6. Review your commercial contracts. With reimbursement decreasing each year, protect yourself by renegotiating multi-year contract rates now with payers based on the 2019 fee schedule. Review all your commercial contracts and focus on the ones with the lowest rates first. Prepare a case to justify higher rates by creating a value proposition and don’t forget to involve your coders; they are often aware of payer-specific reimbursement problems. Not comfortable negotiating with payers? Be open to looking for outside help, like a contract attorney.

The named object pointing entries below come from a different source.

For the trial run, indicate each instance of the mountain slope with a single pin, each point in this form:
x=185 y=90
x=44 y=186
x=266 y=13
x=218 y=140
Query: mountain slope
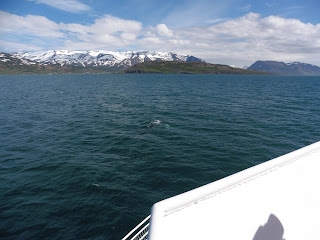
x=295 y=68
x=102 y=58
x=188 y=68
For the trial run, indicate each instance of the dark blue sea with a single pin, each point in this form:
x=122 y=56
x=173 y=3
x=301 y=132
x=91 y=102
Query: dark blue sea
x=81 y=159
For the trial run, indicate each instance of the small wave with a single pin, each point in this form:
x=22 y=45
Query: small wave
x=154 y=123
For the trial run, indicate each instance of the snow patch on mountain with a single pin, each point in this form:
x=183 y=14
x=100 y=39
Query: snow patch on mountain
x=101 y=57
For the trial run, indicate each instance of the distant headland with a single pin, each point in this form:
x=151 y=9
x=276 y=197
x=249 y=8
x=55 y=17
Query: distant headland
x=101 y=61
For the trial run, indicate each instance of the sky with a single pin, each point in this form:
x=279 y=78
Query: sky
x=233 y=32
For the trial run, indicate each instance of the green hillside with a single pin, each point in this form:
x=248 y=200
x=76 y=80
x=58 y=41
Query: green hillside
x=187 y=68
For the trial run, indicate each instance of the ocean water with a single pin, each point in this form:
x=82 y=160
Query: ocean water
x=83 y=157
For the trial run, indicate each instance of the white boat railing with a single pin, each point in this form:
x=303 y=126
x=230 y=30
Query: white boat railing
x=140 y=232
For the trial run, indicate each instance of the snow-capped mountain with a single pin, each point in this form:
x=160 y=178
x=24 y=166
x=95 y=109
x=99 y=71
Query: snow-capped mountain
x=100 y=57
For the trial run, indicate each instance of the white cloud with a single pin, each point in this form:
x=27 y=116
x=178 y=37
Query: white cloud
x=108 y=32
x=72 y=6
x=239 y=41
x=8 y=46
x=163 y=30
x=32 y=25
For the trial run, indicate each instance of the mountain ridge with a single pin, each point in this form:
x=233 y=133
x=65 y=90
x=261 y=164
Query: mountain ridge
x=101 y=57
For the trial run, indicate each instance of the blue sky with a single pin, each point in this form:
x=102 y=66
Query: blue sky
x=234 y=32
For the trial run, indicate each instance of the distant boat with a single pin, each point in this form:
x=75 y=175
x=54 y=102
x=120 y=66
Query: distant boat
x=275 y=200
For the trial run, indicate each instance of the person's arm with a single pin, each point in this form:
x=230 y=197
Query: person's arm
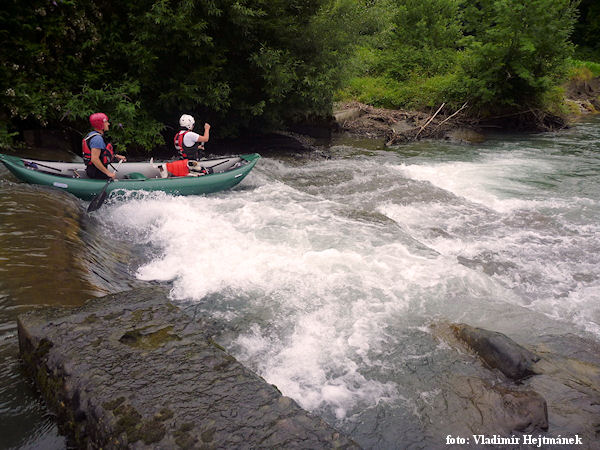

7. Mark your calendars! Here’s a list of dates that you will want to put on your calendar for 2020!

 December 2019
 December 31 - MIPS Performance Year 2019 Ends
 December 31 - Quality Payment Program Exception Applications Window Closes
 December 31 - Fourth snapshot date for full TIN APMs (Medicare Shared Savings Program) for determining which eligible clinicians are participating in a MIPS APM for purposes of the APM scoring standard.
 

January 2020
January 1 - MIPS Performance Year 2019 Begins 
January 2 - Submission Window Opens for MIPS Performance Year 2019

March 2020
March 31 - Submission Window Closes for MIPS Performance Year 2019

July 2020
 • CMS publishes proposed reimbursement values for the E/M codes in the 2021 MPFS proposed rule
• CMS “Targeted Review” opens once CMS makes your MIPS payment adjustment available
• July 1 - MIPS Performance Feedback Available. CMS will provide you with performance feedback based on the data you submitted for Performance Year 2019. You can use this feedback to improve your care and optimize the payments you receive from CMS.

August 2020
August 31 - Targeted Review period closes (appeals process)
 

September 2020
AMA releases CPT 2021 book with new E/M coding guidelines and new coding for new patient office/outpatient visits (99202-99205)

October 2020
October 1, 2020 – Final day to start QPP activities to meet 90-day minimum.

November 2020
CMS finalizes reimbursement values for the E/M codes in the MPFS final rule

December 2020
December 31, 2020 - Quality Payment Program Exception Applications Window Closes
December 31, 2020 – MIPS Performance year 2020 ends

Stress to your team that proper planning is the norm and not the exception, and that seeking improvement in all facets of your medical practice is critical to achieving long-term success. Be sure to write your plans in the future tense and to include timelines in your final work product, as well as delegate accountability to accomplish those goals.

Use the planning process as an opportunity to build your team so that everyone is focused on the future and stress that their participation is important to achieve the success required to remain an independent medical group.